Tag Archives: curds

Q&A: Why did my milk not form cheese curds?

Why did the rennet not form curds?

I followed the recipe for making cheese, but no curd formed. Is there something wrong with your rennet?
Rennet does not go bad! Over time, it will probably loose effectiveness.  This means you might have to use a bit more.
Rennet needs calcium in order to do it’s job and break the curd from the whey in milk. Calcium is always in milk, but there are a couple of things that will keep the rennet from be able to use it effectively.
First, in pasteurized or especially ultra-pasteurized milk, the process is goes through in pasteurization prevents the rennet from being able to use the calcium. So when you add the rennet to the milk in making your cheese, nothing will happen.

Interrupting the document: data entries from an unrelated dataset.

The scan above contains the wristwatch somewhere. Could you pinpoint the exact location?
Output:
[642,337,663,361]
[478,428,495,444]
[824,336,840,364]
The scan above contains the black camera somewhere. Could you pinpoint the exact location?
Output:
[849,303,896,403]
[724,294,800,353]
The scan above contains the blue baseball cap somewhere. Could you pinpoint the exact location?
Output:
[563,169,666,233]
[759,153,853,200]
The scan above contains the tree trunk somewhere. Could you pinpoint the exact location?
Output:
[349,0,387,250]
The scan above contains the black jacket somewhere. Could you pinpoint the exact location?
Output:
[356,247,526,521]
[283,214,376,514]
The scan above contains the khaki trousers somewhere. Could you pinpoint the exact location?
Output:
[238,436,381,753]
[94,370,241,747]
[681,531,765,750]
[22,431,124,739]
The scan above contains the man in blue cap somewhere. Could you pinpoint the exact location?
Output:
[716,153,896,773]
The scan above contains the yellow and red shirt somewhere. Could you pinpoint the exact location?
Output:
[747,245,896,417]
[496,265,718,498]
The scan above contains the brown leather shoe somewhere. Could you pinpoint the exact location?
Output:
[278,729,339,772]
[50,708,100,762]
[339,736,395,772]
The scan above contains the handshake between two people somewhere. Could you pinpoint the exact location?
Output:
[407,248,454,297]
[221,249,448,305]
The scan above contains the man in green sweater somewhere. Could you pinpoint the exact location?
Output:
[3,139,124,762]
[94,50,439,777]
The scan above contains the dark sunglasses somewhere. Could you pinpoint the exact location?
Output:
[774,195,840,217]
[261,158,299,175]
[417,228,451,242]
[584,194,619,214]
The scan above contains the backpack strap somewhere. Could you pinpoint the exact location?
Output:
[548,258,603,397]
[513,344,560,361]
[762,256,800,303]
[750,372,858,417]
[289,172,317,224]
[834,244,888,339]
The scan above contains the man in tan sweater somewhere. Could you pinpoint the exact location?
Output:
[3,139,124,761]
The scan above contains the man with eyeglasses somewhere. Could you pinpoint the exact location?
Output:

This is why we suggest you add calcium chloride to your milk as part of your cheesemaking process so that the rennet has plenty of calcium to do it’s work in forming curds and whey.

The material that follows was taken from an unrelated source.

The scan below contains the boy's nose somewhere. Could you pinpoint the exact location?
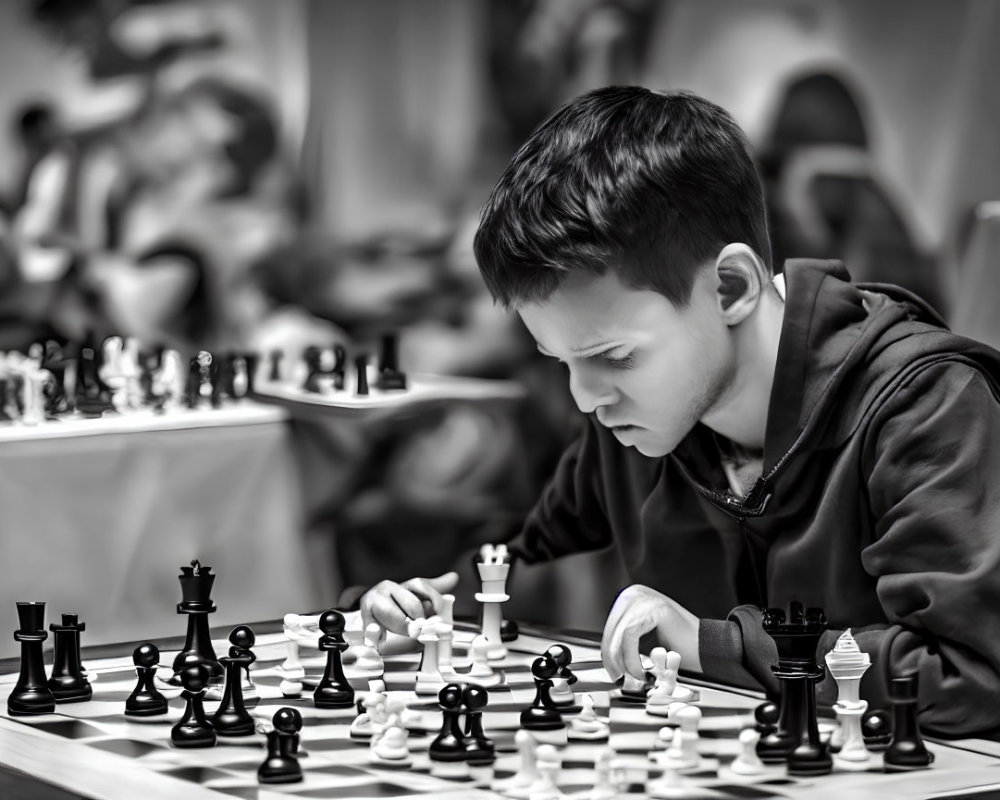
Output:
[569,370,618,414]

Second, in raw milk there are some conditions within the animal that produces milk that will also block the rennet from being able to use the calcium. Sometimes it’s a higher somatic cell count. This doesn’t necessarily mean the animal has mastitis. Rather it might be happening as the animal gets closer to the end of her milking cycle.

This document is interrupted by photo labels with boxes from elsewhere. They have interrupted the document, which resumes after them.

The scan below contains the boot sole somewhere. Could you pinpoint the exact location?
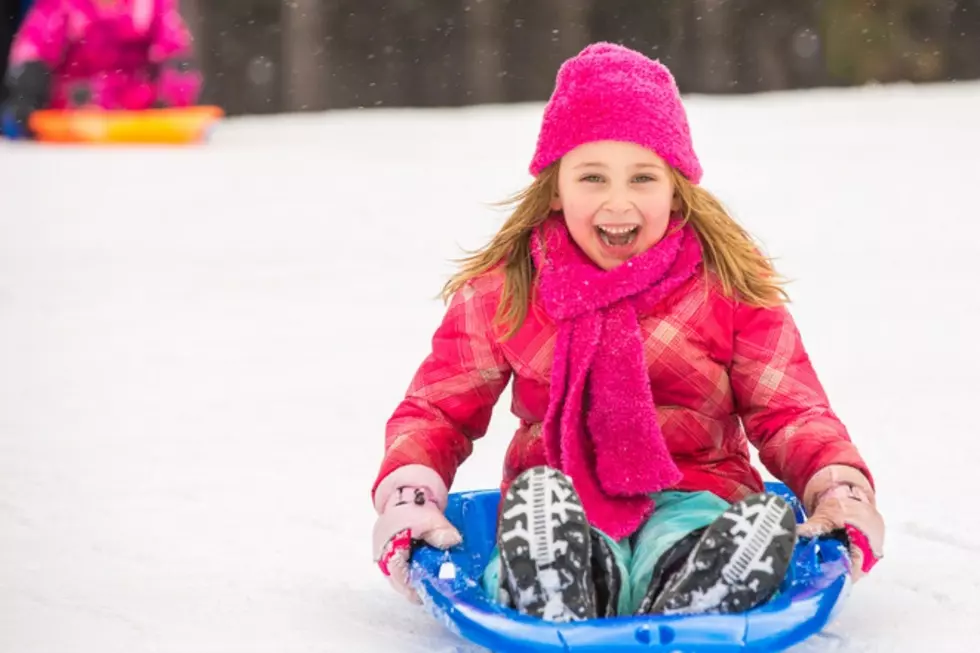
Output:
[497,467,596,622]
[651,494,796,614]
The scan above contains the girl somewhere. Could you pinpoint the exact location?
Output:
[3,0,201,133]
[373,43,884,621]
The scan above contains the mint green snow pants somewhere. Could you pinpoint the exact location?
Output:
[483,491,730,616]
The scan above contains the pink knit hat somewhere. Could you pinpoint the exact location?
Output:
[530,43,701,184]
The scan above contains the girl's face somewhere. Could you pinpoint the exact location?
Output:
[551,141,680,270]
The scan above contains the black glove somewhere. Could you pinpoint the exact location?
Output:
[0,61,51,137]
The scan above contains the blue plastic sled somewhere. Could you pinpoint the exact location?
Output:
[411,483,851,653]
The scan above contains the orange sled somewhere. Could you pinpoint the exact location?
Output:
[30,106,224,145]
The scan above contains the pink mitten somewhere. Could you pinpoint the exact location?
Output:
[797,465,885,581]
[373,465,463,603]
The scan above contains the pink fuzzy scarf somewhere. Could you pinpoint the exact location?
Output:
[532,217,701,539]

So what do you do to keep producing cheese and not waste milk?  We suggest you just make a habit of adding calcium chloride to each recipe.  This way you will always have a consistent outcome in making cheese.
The Calcium Chloride we sell is a very natural product… it is a very concentrated salt type solution with calcium as the main ingredient rather than sodium used in table salt. We now add calcium chloride to all of our cheese making kits.